The bill also creates a new offence of threatening to distribute an invasive image or an image obtained from indecent filming. The offence of threatening to distribute an invasive image will apply to both minors and adults. This new threatening offence will attract a penalty of a fine of up to $10,000 or imprisonment for one year. On this point I note that on 26 May an article was published in The Advertiser about a case that is currently before the District Court. A guilty plea was entered by the defendant so I will make brief comments but no more than have been divulged in open court and the media.

This case involves a man who took invasive images of a woman on two separate occasions. He pleaded guilty to one count of indecent filming and took to Facebook to threaten the woman that she would ‘get what’s coming to her’. This case prompted the judge hearing the matter, District Court Chief Judge Muecke, to comment on the use of social media platforms which allow people to engage in ‘immoral and even illegal behaviour they would not attempt face to face’.

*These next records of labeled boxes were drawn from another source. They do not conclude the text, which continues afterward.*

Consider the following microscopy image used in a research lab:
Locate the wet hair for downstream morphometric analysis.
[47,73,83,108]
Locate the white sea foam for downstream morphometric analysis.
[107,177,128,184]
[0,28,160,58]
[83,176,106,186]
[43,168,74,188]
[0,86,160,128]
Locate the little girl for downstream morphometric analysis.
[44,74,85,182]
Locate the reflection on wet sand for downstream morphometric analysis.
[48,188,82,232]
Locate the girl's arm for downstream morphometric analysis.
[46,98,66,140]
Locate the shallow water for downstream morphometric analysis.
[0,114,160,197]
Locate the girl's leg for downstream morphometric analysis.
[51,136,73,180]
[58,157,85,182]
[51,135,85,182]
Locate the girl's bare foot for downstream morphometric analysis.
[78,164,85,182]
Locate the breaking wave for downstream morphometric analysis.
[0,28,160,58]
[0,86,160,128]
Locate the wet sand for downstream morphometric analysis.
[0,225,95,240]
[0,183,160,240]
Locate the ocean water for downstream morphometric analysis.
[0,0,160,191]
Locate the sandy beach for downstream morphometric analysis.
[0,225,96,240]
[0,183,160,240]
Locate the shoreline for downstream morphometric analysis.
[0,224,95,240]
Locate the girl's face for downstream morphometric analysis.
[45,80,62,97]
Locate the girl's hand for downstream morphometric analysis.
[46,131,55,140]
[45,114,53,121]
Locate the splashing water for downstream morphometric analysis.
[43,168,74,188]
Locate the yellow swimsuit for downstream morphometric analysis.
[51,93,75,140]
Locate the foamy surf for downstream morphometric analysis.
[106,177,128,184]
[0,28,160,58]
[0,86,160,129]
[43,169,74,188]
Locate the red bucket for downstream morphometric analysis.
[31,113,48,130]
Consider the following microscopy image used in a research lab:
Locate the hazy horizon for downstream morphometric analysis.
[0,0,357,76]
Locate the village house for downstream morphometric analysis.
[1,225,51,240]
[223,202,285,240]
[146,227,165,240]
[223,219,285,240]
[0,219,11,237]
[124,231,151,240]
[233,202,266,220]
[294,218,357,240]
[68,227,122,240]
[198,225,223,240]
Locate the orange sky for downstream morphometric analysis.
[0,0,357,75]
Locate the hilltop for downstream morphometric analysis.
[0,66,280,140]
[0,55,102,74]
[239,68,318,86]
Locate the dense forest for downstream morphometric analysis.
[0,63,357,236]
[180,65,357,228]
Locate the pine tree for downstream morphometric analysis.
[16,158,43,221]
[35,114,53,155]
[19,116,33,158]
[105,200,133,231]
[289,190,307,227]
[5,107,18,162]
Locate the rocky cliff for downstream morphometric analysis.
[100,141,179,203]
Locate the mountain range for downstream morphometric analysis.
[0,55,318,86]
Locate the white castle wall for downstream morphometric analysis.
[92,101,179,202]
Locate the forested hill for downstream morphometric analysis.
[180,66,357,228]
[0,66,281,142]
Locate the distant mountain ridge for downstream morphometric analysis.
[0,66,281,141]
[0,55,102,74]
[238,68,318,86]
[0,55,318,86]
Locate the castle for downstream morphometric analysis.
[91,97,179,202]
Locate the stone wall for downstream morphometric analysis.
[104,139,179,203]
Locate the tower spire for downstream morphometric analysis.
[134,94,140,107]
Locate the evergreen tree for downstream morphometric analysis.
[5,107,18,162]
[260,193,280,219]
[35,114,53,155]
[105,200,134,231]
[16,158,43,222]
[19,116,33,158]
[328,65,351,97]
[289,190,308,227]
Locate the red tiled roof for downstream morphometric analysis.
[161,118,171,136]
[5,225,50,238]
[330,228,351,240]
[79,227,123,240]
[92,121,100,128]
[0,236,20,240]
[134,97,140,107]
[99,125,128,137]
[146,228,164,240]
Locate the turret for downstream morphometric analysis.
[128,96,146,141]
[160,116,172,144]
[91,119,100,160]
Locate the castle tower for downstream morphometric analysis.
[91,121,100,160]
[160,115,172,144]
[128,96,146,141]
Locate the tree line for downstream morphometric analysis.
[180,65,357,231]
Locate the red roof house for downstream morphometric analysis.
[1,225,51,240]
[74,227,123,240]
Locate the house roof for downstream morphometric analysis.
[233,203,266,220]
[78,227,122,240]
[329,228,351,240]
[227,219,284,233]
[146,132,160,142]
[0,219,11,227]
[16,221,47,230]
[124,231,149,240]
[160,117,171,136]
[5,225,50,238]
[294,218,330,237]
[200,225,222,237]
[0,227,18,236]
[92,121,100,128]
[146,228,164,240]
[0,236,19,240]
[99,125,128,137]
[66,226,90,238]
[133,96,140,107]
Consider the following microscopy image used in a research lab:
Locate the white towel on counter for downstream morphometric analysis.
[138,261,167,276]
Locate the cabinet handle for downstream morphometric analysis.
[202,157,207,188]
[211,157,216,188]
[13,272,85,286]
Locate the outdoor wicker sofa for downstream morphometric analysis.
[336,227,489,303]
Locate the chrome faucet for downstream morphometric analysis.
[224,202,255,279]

When I read about this case I took comfort that this bill contains a provision that will criminalise threats to distribute invasive images—sadly, this is needed in our community. I also note that the bill contains provisions that guard against the criminalisation and distribution of innocent images; for example, parents sending photographs of their baby in the bath to family members or friends. It achieves this by excluding from the definition of ‘invasive images’ those that fall within the standards of morality, decency and propriety generally accepted by reasonable adults in the community: a common-law test.

I note that the government has filed a set of technical amendments which the opposition is minded to support. The amendments have been moved to clarify that a greater penalty applies when an invasive image depicts someone under the age of 17, and to achieve consistency with the Criminal Law Consolidation Act and the offences that relate to child exploitation material under that act. I look forward to the government’s submissions in relation to those amendments during the committee stage.

The opposition has also filed two amendments. The first relates to the definition of the term ‘breasts’. Clause 5(7) of the bill inserts wording into the act to deal with the filming and distribution of an invasive image. For the purposes of defining invasive images, the bill includes the words ‘in the case of a female—the breasts are visible’. It is the view of the opposition that the word ‘bare’ should be inserted before the word ‘breasts’ otherwise images of covered breasts would be unintentionally caught under this definition. The opposition believes that this would be out of step with the balance of the section and with the notion of an invasive image warranting criminal sanction. The Attorney‑General said he would consider this particular amendment between the houses. We look forward to the minister advising the chamber of the Attorney-General’s view on this amendment.

The second amendment that the Liberal opposition is seeking to insert into the act is to delete the definitions contained in section 26B of the act relating to ‘broadcasting’, ‘media organisation’ and ‘publish’. The opposition proposes, instead, to replace it with a definition of media organisation that mirrors the definition contained in the recently passed Surveillance Devices Act 2016.

It is the opposition’s view that the definition contained in the government’s bill is out of step with definitions used elsewhere, and does not adequately reflect what constitutes how the media operates in contemporary society. As the opposition previously argued in respect of the Surveillance Devices Act, the definition contained in the bill links media organisations to broadcasting licences, which excludes a number of organisations that are currently operating as a media organisation but would not satisfy this criteria. The opposition believes the proposed amendment would achieve legislative consistency, and accurately reflect how freelance and other contemporary media practices operate in modern society.

In summary, the Liberal opposition hopes that this bill will assist in constraining the trend in our community in relation to sexting, and discouraging the same. With those words, I indicate to the chamber that the Liberal Party will be supporting the second reading of this bill.